The great thing about this garment is that there are so many ways of wearing it.  Here are some photos of Laure, one of my lovely clients, who has that je-ne-sais-quoi when it comes to wearing clothes.  She dived into the shop a couple of summers ago, grabbed this dress off the hanger, disappeared into the changing room, reappeared a minute later with it tied like this, and hung around long enough for me to take a few shots.  And she walked out of the door wearing it, the ultimate compliment to the designer.




As a wedding dress:



 Some colour variations:



This dress is so popular, so classically beautiful and so much part of me that I'm not ready to push it out of my collection any time soon.



Monday, 9 September 2013

INSPIRATION (Part 1: fabrics)

I'm often asked "how" I create, where my ideas come from.  You would think they were simple questions to answer, but not so, at least, not for me.

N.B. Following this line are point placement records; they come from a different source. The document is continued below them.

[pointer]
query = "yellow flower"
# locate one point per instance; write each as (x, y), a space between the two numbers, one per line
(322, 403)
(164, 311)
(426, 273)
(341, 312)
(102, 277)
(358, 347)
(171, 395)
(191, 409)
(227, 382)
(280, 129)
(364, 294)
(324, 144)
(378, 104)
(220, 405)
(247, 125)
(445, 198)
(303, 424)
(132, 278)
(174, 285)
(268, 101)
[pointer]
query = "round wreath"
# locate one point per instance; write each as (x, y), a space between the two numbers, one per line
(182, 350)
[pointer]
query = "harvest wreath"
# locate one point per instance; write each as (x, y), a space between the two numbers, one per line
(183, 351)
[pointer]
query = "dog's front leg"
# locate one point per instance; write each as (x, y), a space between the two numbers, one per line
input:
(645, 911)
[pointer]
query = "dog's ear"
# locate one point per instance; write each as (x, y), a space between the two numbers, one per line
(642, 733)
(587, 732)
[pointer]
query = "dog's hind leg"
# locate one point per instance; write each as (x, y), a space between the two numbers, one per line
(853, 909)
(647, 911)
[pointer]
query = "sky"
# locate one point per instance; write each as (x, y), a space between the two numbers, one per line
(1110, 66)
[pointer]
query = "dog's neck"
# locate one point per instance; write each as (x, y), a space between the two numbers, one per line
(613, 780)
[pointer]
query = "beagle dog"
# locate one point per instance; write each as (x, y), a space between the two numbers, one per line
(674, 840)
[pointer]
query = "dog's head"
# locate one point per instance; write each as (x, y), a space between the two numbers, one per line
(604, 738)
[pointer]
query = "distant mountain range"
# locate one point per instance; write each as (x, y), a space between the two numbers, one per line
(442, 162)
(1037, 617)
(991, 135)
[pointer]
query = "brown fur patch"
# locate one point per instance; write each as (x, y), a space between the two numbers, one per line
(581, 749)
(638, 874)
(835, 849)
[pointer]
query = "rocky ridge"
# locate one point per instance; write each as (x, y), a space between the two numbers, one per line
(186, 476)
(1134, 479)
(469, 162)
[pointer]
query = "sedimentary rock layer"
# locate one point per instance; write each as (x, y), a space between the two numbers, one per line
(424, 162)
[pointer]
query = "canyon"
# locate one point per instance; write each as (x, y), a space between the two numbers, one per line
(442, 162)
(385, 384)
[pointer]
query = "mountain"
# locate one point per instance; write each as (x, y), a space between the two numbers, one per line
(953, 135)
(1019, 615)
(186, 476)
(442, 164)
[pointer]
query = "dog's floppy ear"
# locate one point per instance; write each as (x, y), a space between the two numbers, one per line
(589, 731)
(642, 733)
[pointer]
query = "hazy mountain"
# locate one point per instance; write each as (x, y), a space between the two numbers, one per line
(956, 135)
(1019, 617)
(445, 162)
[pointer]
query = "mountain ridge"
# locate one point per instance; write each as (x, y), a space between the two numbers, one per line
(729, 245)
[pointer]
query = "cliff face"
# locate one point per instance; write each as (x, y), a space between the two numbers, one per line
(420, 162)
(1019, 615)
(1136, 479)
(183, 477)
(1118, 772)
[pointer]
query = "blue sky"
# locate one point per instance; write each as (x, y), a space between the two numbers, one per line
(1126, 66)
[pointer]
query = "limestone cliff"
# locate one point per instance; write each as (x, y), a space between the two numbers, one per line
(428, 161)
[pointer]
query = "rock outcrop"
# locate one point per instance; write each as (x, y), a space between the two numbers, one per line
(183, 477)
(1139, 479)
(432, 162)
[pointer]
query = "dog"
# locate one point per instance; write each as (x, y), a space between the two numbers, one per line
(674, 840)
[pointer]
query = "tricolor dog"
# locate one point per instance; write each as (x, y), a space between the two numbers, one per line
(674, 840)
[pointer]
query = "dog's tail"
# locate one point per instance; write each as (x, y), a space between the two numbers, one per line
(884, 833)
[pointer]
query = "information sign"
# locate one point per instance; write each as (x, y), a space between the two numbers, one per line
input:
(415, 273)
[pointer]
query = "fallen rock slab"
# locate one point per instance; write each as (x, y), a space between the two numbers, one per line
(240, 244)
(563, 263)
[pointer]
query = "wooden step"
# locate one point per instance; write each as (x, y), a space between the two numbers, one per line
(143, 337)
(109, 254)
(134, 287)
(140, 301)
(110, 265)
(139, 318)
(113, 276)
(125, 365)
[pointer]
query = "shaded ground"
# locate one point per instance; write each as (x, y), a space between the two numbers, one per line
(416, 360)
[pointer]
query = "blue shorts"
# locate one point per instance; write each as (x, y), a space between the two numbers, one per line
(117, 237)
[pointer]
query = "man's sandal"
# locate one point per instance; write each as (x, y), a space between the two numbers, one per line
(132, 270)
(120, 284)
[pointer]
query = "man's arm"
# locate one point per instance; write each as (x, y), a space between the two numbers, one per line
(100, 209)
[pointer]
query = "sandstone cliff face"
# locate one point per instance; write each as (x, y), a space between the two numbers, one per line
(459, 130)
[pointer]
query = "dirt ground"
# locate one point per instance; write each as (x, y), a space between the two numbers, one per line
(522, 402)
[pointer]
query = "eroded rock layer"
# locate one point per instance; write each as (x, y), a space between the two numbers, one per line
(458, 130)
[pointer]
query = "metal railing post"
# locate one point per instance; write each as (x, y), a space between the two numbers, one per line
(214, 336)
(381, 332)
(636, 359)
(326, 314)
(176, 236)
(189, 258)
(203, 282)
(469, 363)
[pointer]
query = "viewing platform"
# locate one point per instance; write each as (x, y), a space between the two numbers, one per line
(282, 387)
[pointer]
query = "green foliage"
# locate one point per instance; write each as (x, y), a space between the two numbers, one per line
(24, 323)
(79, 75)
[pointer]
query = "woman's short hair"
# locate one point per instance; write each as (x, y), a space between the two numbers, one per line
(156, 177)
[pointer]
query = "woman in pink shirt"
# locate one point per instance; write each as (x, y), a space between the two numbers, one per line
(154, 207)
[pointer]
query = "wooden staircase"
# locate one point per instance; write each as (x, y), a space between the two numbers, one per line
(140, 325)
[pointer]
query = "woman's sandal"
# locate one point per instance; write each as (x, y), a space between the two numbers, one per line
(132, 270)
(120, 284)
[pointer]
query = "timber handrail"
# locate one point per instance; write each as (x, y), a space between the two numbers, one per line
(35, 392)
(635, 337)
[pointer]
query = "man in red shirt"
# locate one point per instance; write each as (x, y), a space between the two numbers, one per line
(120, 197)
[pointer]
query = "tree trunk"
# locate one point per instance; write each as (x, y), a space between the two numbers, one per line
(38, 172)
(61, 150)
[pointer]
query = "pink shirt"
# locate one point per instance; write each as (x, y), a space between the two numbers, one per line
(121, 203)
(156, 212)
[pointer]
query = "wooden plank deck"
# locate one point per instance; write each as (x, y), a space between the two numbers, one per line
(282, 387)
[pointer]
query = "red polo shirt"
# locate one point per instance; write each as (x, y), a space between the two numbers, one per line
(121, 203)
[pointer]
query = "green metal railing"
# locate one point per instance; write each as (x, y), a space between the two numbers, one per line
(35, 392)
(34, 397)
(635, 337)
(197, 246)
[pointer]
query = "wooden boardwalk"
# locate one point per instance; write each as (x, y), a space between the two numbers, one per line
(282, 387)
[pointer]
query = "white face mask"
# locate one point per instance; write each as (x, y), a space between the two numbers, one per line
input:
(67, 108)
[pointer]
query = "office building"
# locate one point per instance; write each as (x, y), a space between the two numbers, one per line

First and foremost it's my fabric selection that inspires me.  I just adore fabric, particularly natural fibres like wool, linen and silk. Natural fibres are so wonderful to work with; not necessarily easy, but so satisfying from a finishing point of view. When I visit my two main fabric suppliers it's like being let loose in a michelin star restaurant after a day or two of fasting! I generally have no idea when I go in what my collection will be, colour- or style wise, and I start with a full walk around of the stock to see what they have to offer. Then there's a second tour, where I'll touch the fabrics that appeal to me, and check prices with the supplier. Rolls are pulled out and put on the cutting table, and at the end of that tour the preselection is done.  A little bit of refining (usual financial) and the actual selection is done.

Fabrics for AW13-14

By that stage, the new collection is already forming in my head. My style designing is always inspired directly from a fabric. And it's often the inspiration that just one fabric gives me that sets the whole collection. Imagine the Okavango Delta flooding after the rains;  that arrival of the rains from the top left corner is that one inspirational fabric that gives rise to all the variations that make up the final collection.



The weight and drape of a fabric is crucial in my style choice.  For example, I'm a huge fan of bias cut garments and this needs a fabric with the right weight/density ratio to work well.  I also love sculptural clothing, meaning clothing that almost stands on its own, without a body inside it.  This necessitates a fabric with body and a closer weave.  Of course, this process is done pretty well unconsciously now, having been honed by my 40 years of sewing experience.

My signature bias cut dress on the left and the sculpural jackets on the right.


Then there's texture.  I love mixing textures within a garment; mixing matt and metallic linen within the same dress.

SS13 Collection

Or applying matt hand felted woollen strips to wool & cashmere fabric, that has a lovely satin pile. Then add felt onto the felt strips to get even more texture.  This particular idea in the photo below was a recent solution to a problem caused by a child tearing a couple of the holes, but looks so amazing it's given me lots of ideas for the Winter 2014-15 collection.  It really is true that the best ideas come from mistakes or problem solving.